Britain's Prince Charles reflected on how incredibly hard it must be for Christians to follow Jesus Christ's example and love their enemies in the face of the "heartbreaking" pain and suffering they are enduring in the Middle East.
The Prince of Wales spoke on Tuesday before the Melkite Greek Catholic community in London and representatives of other churches at the Anglican Parish of St. Barnabas in Pimlico, and in a Christmas message said it was a "particular privilege" to celebrate the birth of Christ with them.
"As someone who, throughout my life, has tried, in whatever small way I can, to foster understanding between people of faith, and to build bridges between the great religions of the world, it is heartbreaking beyond words to see just how much pain and suffering is being endured by Christians, in this day and age, simply because of their faith," Charles said, according to The Tablet.
"As Christians we remember, of course, how Our Lord called upon us to love our enemies and to pray for those who persecute. But for those confronted with such hatred and oppression, I can only begin to imagine how incredibly hard it must be to follow Christ's example."
Charles has spoken out against the ongoing persecution of Christians in Iraq and Syria these past several years and has met with major church leaders who have seen firsthand the decimation caused by terror groups, such as the Islamic State.
The Prince of Wales said that he was "profoundly shocked" to learn how much the Melkite community in Syria has suffered.

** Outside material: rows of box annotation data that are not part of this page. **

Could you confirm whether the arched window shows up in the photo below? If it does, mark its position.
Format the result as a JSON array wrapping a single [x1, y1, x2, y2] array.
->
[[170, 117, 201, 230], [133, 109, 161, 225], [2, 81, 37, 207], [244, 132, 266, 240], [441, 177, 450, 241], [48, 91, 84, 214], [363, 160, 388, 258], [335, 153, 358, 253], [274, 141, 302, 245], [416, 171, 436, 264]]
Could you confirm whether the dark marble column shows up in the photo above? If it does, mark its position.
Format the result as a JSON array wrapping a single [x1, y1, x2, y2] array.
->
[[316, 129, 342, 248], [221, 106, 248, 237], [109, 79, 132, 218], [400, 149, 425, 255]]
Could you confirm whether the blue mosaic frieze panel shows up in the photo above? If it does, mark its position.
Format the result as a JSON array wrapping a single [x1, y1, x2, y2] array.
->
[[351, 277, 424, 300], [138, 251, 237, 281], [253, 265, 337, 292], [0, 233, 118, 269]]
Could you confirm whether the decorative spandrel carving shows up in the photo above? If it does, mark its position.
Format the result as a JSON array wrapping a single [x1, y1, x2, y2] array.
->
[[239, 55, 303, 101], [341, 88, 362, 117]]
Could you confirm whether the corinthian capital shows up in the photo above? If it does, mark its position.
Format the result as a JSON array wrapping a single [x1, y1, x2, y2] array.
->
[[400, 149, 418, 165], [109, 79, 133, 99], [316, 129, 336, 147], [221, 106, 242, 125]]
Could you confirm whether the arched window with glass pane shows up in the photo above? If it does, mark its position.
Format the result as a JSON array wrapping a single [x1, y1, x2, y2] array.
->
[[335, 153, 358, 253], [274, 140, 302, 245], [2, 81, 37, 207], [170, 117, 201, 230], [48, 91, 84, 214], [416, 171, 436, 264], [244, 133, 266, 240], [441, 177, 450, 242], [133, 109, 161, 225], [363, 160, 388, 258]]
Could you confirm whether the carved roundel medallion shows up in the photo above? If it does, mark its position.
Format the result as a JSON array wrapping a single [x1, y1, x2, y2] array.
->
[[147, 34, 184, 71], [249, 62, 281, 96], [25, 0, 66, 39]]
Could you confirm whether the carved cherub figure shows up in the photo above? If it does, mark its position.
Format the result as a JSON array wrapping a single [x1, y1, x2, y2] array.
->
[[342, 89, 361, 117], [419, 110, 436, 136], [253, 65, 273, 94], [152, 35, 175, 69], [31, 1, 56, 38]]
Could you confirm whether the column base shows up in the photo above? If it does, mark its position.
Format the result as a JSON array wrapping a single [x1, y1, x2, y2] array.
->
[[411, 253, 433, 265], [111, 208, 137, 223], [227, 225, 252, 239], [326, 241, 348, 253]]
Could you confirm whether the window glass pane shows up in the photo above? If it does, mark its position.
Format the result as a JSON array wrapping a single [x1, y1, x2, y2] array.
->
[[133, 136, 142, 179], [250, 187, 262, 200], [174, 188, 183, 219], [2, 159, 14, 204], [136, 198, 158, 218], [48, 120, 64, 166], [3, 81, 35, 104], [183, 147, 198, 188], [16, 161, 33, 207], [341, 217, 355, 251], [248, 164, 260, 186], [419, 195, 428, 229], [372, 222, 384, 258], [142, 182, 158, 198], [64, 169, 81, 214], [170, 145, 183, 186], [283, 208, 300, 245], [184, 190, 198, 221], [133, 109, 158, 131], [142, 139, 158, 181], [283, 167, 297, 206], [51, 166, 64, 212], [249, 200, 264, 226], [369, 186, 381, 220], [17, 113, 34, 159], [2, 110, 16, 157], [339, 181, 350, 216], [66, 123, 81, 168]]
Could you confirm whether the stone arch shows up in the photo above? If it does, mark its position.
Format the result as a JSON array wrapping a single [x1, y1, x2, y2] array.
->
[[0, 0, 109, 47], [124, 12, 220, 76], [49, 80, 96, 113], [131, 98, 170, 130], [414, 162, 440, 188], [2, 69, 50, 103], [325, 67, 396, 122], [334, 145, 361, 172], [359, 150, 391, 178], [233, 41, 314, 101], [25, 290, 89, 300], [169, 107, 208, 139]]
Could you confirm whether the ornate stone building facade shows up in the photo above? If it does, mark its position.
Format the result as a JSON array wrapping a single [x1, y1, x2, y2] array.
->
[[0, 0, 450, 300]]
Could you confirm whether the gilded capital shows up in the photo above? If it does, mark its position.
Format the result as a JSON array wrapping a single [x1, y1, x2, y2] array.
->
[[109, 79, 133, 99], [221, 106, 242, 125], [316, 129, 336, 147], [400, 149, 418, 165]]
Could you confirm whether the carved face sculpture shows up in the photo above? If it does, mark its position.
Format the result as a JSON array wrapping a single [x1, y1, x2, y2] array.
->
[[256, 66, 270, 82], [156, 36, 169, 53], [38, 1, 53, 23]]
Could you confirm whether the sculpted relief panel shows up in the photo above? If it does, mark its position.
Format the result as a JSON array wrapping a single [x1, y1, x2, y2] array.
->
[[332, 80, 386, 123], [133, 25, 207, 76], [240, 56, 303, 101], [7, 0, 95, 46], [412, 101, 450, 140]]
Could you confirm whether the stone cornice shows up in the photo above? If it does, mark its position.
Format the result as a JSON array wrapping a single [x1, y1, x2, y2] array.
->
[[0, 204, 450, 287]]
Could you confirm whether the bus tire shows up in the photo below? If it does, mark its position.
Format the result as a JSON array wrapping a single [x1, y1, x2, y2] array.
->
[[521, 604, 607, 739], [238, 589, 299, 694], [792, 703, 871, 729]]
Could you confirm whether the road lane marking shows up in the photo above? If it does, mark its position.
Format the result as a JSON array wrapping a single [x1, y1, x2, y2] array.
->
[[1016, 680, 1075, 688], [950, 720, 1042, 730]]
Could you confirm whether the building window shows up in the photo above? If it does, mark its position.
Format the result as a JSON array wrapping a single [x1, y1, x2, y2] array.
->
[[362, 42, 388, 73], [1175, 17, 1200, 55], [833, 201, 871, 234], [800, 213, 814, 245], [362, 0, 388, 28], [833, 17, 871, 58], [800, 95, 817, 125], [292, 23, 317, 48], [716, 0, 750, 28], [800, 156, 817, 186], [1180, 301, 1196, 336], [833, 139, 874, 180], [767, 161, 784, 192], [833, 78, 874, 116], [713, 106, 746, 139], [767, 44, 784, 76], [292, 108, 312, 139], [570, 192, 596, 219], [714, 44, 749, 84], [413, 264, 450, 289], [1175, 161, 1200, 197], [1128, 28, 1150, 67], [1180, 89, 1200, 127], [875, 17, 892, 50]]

"It does seem to me that in our troubled times, when so many Christians in the Middle East face such desperate trials, there is at least some potential comfort to be found in remembering our connections to the earliest days of the Church," he said.
He noted that much like the Holy Family in the Christmas story, Christians are being forced to abandon their homes and flee for their lives due to their faith.
He pointed out that the "barbaric persecution" of believers is "even more perverse and dreadful," given that the Quran, the Islamic holy book, holds a spirit of reverence toward Jesus and His mother, Mary.
"It is so vitally important, in this season of Advent and throughout the year, that Christians in this country and elsewhere, who enjoy the rights of freedom of worship and freedom of expression, do not take those rights for granted; and that we remember, and do what we can to support, our fellow Christians for whom the denial of such rights has had such profound and painful consequences," Charles stated.
"As we remember those Christians today, it is especially appropriate that we should gather to do so in this Church of England parish which has welcomed, in the most marvelous way, another Christian community to worship alongside it and to share this beautiful church. It offers us all, if I may say so, a very special example of Christian love and humanity."
More than 700,000 of Syria's two million Christian population have been forced to flee their homes since the start of the country's civil war in 2011.
One of the most dramatic drops was reported in Aleppo, where as of spring 2017 only 35,000 of 150,000 Christians remained, representing a 75 percent decline.
In a similar speech last year on Christian persecution, Charles likened the genocide of believers and minorities to the horrors of the Holocaust.
"I was born in 1948, just after the end of World War II in which my parents' generation had fought, and died, in a battle against intolerance, monstrous extremism and an inhuman attempt to exterminate the Jewish population of Europe," he said at the time.
"That, nearly 70 years later, we should still be seeing such evil persecution is, to me, beyond all belief. We owe it to those who suffered and died so horribly not to repeat the horrors of the past."